AB: How do you reconcile being judgmental and being open-minded?

LD: That’s why writing saves me. Because you can’t write without trying to get into somebody else’s skin. If you don’t understand the humanity of a person you can’t write about them.

AB: You talk about being judgmental, having a take, having a strong voice. Were you ever worried a subject would take it the wrong way?

LD: I’m much more worried about being misunderstood by an ordinary person and I was by the guy I wrote about in “True Blue.” He felt bad about the piece and I meant to hold him up as this wonderful guy. Celebrities? Hell no. Who cared? They were only talking to me because they had something to promote. Some of them I liked, some of them I didn’t, but I didn’t think about that in terms of what stories I wrote.

AB: So you weren’t afraid of pissing people off?

LD: Well I don’t think my generation of reporters could afford to be afraid. That’s what I mean about the “Us’ and “Them.” Some of my best friends are still the people I worked with at The Post when I was 23 and we talk and feel that occasionally we were clever at the expense of being kind. Not kind—just. What I was told at The Post is you can’t be totally accurate, there is no truth. But you can be fair.

AB: Did you enjoy writing about celebrities?

LD: I didn’t mind doing profiles. Celebrity profiles can be a window into whatever you want to talk about, they are a trope. But it has closed off now to the point where it is all in the hands of flack, and people will ask you to submit pieces before they will allow you to interview them, which is just a totally different world. It’s very hard to get a good profile out of somebody who is giving you twenty minutes in a hotel room.

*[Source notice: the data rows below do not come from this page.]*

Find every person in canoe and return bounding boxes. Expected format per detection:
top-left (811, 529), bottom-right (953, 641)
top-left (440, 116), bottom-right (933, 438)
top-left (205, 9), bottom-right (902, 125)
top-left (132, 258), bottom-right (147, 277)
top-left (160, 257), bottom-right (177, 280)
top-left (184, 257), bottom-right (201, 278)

The reason Tom Brokaw was so wonderful was because he is basically a reserved man and had no idea the kind of piece I was going to write but he took me everywhere. He took me to the town in South Dakota where he was from, the bar where he used to hang out, we met his childhood friends. I hung out in the newsroom, I watched him prep for an interview, it was just total access. Willi Smith said to me, “What are you, my ghost?” But it was just taken for granted that in order to write a good story you had to be on them like white on rice. Because half of your story wasn’t what they said, it’s about how they reacted to other people, situations, change. And you could ask them off-the-wall questions because you weren’t in a formal interview all the time.

AB: That kind access just isn’t there today.

LD: It was the access and also the license. You just didn’t feel like there was anything you couldn’t say. People would tell you when they wanted you as a writer—and it wasn’t just me—“We love your voice.” That meant whatever you wanted it to mean. We like the way you talk about values, or the way you’re provocative about this, or the way you turn a line. They didn’t want run of the mill, and they didn’t want something that was too safe. They wanted you to have a point of view. That’s what voice was. And to write in a certain style—whatever that was—and to be playful.

Nobody called it a voice until I came to New York. It doesn’t have to be provocative or outrageous, a voice can be extraordinarily subtle. Have you said what you wanted to say? Have you said what was important to say? Those are the two questions that you need to ask. I can look back on old pieces of mine now and see where I didn’t dig deep enough.

David Hirshey was my editor at Esquire and he kept you honest, made you dig deeper, really think about what you’re trying to say and not just skate. Because if you’re a stylist—and everybody who wrote for Esquire was—you can always skate and not have anything underneath it but a thin layer of ice. The integrity of the piece was more important to Hirshey than the ego of the writer. If he saw a weak spot in the piece then you had to fix the weak spot. Pour in the concrete, smooth it over. Or, if it was a bearing wall and it didn’t bear, down with the bearing wall. You had to start all over again.

Everybody hates to murder their darlings but as you get older you get better at it.